I am also interested in special cases of (1)-(5), and in generalizations to other $$P$$.

(3)-(4) essentially state that $$P$$ has $$O(1)$$ branch points. Assuming (1)-(4) and that $$G$$ is not just a cycle, I conjecture that (5) is both necessary and sufficient, and that more generally, using $$f(n)$$ in place of $$n / \log n$$, we get $$O(\max(n^2/f(n), n \log n))$$. By a communication complexity (or distance function) argument, this is optimal (but I did not formally prove that $$G$$ is large enough, and same below).

By a counting argument, $$O(n \log n)$$ (if achievable) is optimal up to a constant factor. Conversely, if permutations behave randomly enough, and unless there is some approximate symmetry or slowly varying quantity, then $$O(n \log n)$$ should suffice (but it is open whether this actually holds for $$S_n$$ or $$A_n$$ generated by a pair of random permutations). A typical example of a slowly varying quantity is $$Σ_{u,v} |d(R(u),R(v))-d(T(u),T(v))|$$ for some distance function $$d$$, current sequence of moves/permutation $$R$$, and desired permutation $$T$$. However, the conditions in the question appear just enough for good mixing behavior.

The only primitive groups for the conditions appear to be $$A_n$$ and $$S_n$$. However, there are $$P$$ that preserve antipodal pairs (or more generally $$i$$-tuples for $$i=O(1)$$).

Applications to puzzles

Permutation groups with a distinguished set of generators can be viewed as puzzles: Each element is an instance of the puzzle, and the generators (such as $$P_i$$ above) are the permitted moves. The directed diameter is the maximum number of moves needed to solve a puzzle, with the undirected diameter also permitting inverse generators (such as $$P_i^{-1}$$) as moves.

An example is a Hungarian rings puzzle, where $$A$$ and $$B$$ are cyclic permutations of length $$Θ(n)$$ that intersect at two points (implemented mechanically as two interlocking rings filled with balls). A positive answer would imply that the puzzle can be solved in $$O(n \log n)$$ moves.

Another example is the generalized 15 puzzle, which uses pebbles on a graph $$G$$ with one empty space (and one pebble on each other vertex), with each move moving a pebble to the adjacent empty space. Thus, for each location of the empty space, the positions form a group. There are graphs requiring $$Θ(n^3)$$ moves (but not more), see Coordinating Pebble Motion on Graphs, the Diameter of Permutation Groups, and Applications.
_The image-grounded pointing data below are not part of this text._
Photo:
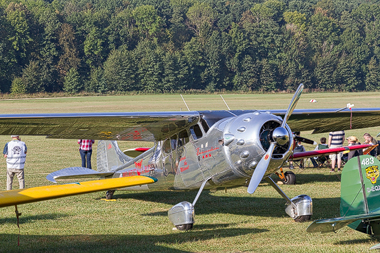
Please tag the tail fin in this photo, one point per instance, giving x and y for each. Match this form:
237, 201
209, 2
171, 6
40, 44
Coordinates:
360, 188
109, 156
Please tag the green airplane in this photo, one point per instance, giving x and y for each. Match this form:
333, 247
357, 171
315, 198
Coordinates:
360, 193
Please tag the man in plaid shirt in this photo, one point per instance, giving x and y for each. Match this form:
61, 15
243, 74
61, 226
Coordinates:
85, 150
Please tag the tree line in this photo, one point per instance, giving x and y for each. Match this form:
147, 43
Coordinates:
171, 45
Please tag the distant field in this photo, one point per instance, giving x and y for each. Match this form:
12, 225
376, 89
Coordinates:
231, 221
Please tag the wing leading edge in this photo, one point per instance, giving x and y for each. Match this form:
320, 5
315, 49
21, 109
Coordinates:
153, 126
23, 196
100, 126
328, 151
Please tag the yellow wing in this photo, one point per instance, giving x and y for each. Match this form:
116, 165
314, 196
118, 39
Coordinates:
22, 196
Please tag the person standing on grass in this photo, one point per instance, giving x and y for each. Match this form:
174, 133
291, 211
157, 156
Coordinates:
15, 154
336, 140
85, 150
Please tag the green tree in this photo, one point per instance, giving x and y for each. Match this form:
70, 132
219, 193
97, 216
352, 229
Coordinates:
201, 18
69, 58
33, 78
18, 86
72, 82
372, 79
93, 48
19, 36
148, 21
120, 71
97, 82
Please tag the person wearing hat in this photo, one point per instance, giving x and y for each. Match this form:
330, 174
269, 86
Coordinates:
15, 153
336, 140
352, 140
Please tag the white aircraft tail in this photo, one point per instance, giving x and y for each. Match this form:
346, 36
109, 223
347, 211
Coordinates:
109, 156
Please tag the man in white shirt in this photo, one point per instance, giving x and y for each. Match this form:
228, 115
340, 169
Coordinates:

However, a positive answer implies that for every graph $$G$$ without cycles of length $$o(n)$$, one can solve a solvable puzzle in $$Θ(n^2 \log n)$$ moves, which is optimal (if $$G$$ is also nonseparable and has more than one cycle) since we take an average of $$Θ(n)$$ moves between branches with $$O(1)$$ choices. On a separate note, I do not know whether for graphs with logarithmic diameter, $$O(n \log n)$$ moves suffices.

The group structure makes typical permutation puzzles tractable. The decision problem is solvable using Schreier–Sims algorithm, and with exception of four Mathieu groups, every 4-transitive group includes every even permutation. If for some $$k$$, a permutation group is $$k$$-transitive (using $$O(t)$$ moves) and includes some permutation that moves just $$k$$-elements (using $$O(t)$$ moves), then it includes every even permutation (using $$O(tn)$$ moves, at least if inverses of moves are valid moves). In many puzzles, the commutator $$ABA^{-1}B^{-1}$$ moves just a few elements, and (separately from this) by relying on elements not moved by $$A$$, we can grow chains of elements and get $$k$$-transitivity, and typically get a quadratic time solution (or cubic time for generalized 15 puzzle). However, the optimal number of moves can be NP hard, so instead, we ask for asymptotic optimality (for positions that are not easier than random) up to a constant factor.